Ainsi les adeptes du Bouddha se divisent en quatre groupes : ce que l’on appelle la quadruple parisā des moines (bhikkhus), des nones (bhikkhunīs), des hommes laïques (upāsakas), et des femmes laïques (upāsikās).

La vie dans le Saṅgha a été conçue pour être un apprentissage, où les jeunes disciples sont amenés à vivre avec des moines qui ont plus d’ancienneté pour une période de plusieurs années. De cette manière ils peuvent non seulement acquérir l’enseignement sur le Dhamma, mais aussi apprendre, par l’exemple, comment celui-ci doit être appliqué dans tous les aspects de la vie.

Les membres des ordres monastiques vivent des dons des personnes laïques. Cela leur donne la liberté de vouer entièrement leur vie à l’apprentissage des enseignements du Bouddha dans leurs moindres détails, et de les mettre pleinement en pratique. Le Bouddha encouragea ses moines à vivre dans la nature sauvage, comme il l’a fait lui-même, pour entraîner leur faculté d’endurance et pour profiter de la solitude de ces lieux, leur permettant de se focaliser directement sur l’entraînement de leur esprit avec un minimum de distractions. Cependant, même durant la vie du Bouddha, les deux Saṅghas reçurent rapidement des dons de terres, qui finalement se développèrent en monastères. De cette manière, les moines et les nones avaient le choix de diviser leur temps entre deux styles de vie : une vie établie dans une communauté, et du temps en errance, parfois seuls, dans la nature sauvage.

Au cours de la vie du Bouddha, alors que les Saṅghas grandissaient, tous ceux qui devenaient moines n’étaient pas véritablement intéressés par la pratique. Il fut alors forcé de mettre en place un code de discipline afin d’établir des standards sur la manière dont les moines et les nones devaient se comporter. L’ensemble complet des règles de discipline est appelé le Vinaya. Au cœur du Vinaya, pour chacun des ordres, se trouve un code composé de règles importantes, appelé Pāṭimokkha, que les membres de chaque Saṅgha doivent écouter toutes les deux semaines.

Le Bouddha établit les règles du Vinaya pour servir trois objectifs :

• Préserver la foi des personnes laïques,

• Promouvoir l’harmonie au sein des Saṅghas, et

• Aider chacun des moines et des nones à devenir sensibles aux souillures dans leur esprit, et ainsi être capable de s’en purifier.

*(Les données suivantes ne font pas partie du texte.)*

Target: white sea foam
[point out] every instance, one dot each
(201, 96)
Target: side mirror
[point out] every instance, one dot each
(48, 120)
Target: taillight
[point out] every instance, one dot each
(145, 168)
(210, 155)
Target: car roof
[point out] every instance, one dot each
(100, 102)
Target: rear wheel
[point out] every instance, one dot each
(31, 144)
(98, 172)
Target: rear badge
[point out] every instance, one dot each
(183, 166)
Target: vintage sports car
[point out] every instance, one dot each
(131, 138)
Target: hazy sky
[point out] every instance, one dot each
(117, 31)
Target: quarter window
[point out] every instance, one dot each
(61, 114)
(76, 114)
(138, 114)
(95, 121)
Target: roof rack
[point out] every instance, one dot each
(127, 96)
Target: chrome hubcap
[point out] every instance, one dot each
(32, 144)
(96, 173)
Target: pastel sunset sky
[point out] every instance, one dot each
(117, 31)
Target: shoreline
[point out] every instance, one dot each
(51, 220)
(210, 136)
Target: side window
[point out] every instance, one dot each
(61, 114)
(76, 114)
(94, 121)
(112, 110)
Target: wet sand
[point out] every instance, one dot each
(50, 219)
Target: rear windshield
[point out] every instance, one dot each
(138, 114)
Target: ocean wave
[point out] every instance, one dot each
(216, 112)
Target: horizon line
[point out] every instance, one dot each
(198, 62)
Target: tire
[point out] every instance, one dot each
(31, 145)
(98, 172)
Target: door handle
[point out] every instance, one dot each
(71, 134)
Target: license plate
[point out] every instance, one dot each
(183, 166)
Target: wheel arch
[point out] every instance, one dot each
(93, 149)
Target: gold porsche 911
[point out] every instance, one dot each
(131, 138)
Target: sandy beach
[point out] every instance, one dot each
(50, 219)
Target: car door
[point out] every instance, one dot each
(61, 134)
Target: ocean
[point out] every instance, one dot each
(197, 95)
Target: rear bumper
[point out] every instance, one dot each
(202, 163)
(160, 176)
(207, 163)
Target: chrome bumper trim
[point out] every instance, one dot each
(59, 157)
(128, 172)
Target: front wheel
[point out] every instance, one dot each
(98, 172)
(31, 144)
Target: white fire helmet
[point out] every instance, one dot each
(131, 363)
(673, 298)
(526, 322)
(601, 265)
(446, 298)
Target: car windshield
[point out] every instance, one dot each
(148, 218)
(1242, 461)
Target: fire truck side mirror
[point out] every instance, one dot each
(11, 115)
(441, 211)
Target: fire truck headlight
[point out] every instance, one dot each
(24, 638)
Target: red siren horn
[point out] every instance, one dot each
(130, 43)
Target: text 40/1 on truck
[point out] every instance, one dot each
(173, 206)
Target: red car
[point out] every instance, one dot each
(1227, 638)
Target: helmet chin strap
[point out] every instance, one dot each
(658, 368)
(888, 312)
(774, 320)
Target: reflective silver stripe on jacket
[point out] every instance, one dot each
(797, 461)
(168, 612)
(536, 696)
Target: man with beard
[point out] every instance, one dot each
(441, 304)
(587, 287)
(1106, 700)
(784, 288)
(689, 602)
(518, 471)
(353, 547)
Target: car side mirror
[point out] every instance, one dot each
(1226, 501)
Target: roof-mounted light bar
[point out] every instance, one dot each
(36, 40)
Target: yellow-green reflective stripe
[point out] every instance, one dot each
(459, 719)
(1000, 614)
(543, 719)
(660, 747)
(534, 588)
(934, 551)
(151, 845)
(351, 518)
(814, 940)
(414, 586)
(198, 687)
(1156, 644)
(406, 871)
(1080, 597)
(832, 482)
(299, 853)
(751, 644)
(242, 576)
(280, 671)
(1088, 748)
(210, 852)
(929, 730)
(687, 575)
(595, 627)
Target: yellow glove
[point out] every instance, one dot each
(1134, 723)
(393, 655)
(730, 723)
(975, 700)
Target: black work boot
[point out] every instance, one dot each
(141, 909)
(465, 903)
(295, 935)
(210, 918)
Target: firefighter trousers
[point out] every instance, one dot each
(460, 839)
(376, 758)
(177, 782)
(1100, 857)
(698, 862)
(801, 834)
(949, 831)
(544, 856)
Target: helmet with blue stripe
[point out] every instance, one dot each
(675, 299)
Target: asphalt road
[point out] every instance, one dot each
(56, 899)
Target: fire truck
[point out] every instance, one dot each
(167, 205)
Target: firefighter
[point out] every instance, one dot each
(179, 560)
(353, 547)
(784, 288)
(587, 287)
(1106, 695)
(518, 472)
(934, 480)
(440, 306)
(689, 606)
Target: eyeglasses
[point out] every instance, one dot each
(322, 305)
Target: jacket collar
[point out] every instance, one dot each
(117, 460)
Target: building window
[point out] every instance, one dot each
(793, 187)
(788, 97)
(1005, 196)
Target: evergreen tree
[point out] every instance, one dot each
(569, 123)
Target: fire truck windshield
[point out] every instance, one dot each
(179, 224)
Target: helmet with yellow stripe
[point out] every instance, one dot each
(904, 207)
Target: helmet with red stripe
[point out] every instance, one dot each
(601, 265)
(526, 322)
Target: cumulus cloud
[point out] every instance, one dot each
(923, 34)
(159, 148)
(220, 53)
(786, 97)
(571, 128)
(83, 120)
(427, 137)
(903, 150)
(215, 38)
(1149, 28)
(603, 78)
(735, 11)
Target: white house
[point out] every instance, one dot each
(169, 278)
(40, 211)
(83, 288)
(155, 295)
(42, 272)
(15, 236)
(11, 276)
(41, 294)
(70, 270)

Le fait que les moines et les nones doivent se comporter d’une manière digne du soutien des personnes laïques est un thème récurrent dans les règles. Cela fournit un environnement idéal aux personnes laïques pour qu’elles ressentent véritablement de la joie dans la pratique de la générosité. Afin de s’acquitter du soutien des personnes laïques, les moines et les nones doivent pratiquer sincèrement et partager gratuitement leur savoir sur le Dhamma. C’est une des raisons pour lesquelles les religieux Bouddhistes, bien qu’ils soient encouragés à rechercher la solitude, ne vivent pas dans des cloîtres coupés de la communauté laïque. Même en vivant dans la nature sauvage, ils doivent au moins avoir un contact quotidien avec des personnes laïques pour recevoir leur nourriture en offrande. De cette manière leur exemple vivant ne profite pas uniquement à l’ordre monastique, mais à la société toute entière.